Neil Jefferson of the HBF, added:
“The lack of affordable housing is impacting communities across the country, and without a stable demand for new homes, the industry lacks the confidence to invest in building the homes that are desperately needed.
“Increasing housing will require going beyond planning reform and addressing broader issues such as financing for homebuyers and a lack of providers in the market to take on the affordable housing developers build. Continued intervention from the Government will be crucial to ensuring we have a robust housing market that can deliver for the nation and tackle the housing crisis head-on.”
We often talk about a perfect storm hitting the housing market, but on this occasion it is hard to avoid the description. Nearly everyone wants more houses to be built, but the current difficulties demonstrate how it needs more than just political intent and speeches to change how construction and the housing market works.

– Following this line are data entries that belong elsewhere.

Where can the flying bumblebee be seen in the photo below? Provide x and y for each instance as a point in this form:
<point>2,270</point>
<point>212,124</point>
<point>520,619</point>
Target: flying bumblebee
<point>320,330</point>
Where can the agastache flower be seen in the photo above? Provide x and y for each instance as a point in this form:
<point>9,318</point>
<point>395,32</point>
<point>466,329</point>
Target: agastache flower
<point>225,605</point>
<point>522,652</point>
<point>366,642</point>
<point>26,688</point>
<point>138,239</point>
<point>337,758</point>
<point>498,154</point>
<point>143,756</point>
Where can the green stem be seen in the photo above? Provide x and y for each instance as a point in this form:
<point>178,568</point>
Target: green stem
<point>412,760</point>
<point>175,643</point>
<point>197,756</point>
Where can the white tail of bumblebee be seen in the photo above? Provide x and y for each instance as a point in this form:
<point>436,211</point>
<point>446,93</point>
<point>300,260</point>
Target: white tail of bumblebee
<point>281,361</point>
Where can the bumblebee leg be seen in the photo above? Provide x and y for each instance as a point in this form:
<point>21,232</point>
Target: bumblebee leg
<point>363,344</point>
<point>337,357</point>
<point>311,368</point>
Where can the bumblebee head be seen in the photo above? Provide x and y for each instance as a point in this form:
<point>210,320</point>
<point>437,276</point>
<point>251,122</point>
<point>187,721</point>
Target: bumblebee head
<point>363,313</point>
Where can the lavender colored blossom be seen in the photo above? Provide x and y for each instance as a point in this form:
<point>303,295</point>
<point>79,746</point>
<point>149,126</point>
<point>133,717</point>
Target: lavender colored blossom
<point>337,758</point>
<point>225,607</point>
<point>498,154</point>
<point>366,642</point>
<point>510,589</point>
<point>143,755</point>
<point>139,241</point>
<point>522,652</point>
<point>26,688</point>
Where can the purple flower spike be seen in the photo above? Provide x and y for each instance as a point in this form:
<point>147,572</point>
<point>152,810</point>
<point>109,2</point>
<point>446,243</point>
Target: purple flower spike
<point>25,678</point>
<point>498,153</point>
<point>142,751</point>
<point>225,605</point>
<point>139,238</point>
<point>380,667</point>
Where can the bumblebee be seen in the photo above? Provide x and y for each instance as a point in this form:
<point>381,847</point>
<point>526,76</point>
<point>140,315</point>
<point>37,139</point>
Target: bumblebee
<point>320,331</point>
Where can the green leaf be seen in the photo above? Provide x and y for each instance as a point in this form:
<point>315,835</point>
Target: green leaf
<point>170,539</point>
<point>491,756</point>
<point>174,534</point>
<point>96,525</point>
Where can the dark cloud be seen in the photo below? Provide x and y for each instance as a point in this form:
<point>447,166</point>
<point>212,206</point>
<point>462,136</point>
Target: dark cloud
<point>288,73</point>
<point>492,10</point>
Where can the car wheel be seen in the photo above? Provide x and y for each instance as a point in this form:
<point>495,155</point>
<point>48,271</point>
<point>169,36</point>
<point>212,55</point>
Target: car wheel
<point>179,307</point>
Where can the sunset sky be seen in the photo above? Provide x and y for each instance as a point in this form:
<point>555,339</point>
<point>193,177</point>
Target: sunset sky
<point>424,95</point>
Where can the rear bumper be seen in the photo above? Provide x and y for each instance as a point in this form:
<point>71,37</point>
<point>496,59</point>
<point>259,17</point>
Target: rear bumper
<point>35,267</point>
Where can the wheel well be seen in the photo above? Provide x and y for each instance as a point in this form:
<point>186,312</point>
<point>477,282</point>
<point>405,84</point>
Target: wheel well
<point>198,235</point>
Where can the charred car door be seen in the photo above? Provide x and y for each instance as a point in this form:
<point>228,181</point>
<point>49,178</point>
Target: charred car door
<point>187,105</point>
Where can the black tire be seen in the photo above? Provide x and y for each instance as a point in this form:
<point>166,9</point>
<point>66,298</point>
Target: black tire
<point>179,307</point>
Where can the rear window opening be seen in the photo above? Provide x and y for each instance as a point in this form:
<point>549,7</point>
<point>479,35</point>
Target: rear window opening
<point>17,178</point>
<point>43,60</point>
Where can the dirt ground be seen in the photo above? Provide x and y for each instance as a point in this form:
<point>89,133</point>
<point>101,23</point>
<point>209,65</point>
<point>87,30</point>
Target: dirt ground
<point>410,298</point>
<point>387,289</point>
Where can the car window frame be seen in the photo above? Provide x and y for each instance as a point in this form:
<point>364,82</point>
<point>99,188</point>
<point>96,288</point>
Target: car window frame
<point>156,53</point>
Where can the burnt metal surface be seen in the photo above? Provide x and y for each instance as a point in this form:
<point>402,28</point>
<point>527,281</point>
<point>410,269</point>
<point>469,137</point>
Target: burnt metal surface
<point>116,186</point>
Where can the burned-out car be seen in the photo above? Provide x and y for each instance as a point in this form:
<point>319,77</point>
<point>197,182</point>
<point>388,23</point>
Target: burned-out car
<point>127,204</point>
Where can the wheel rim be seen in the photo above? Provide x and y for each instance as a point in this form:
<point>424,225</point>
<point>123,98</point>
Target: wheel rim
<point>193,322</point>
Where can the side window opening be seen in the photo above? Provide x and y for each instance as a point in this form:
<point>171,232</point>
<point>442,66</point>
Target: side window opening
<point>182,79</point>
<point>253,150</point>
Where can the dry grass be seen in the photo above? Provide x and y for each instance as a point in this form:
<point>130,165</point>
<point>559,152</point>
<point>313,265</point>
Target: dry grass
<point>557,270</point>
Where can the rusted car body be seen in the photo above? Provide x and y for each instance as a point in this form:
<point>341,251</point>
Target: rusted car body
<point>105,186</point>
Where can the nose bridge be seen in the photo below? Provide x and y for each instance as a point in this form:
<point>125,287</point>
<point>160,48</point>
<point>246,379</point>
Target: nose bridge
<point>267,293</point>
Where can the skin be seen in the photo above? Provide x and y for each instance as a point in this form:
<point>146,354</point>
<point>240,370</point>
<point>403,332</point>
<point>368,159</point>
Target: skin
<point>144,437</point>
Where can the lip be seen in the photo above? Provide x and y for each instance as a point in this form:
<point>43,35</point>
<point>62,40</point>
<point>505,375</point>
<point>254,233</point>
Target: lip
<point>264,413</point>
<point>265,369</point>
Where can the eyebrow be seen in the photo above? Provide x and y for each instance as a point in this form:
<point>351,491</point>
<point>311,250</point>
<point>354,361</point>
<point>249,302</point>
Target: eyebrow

There are very sophisticated push and pull factors in place, with the impact of policy changes often only being felt in several years’ time. Most politicians struggle to see beyond the date of their next election and they demand early results. On this occasion the Government needs to hold its nerve and work with developers, construction companies, financial markets and local communities if it wants to get anywhere close to achieving one of its highest priorities.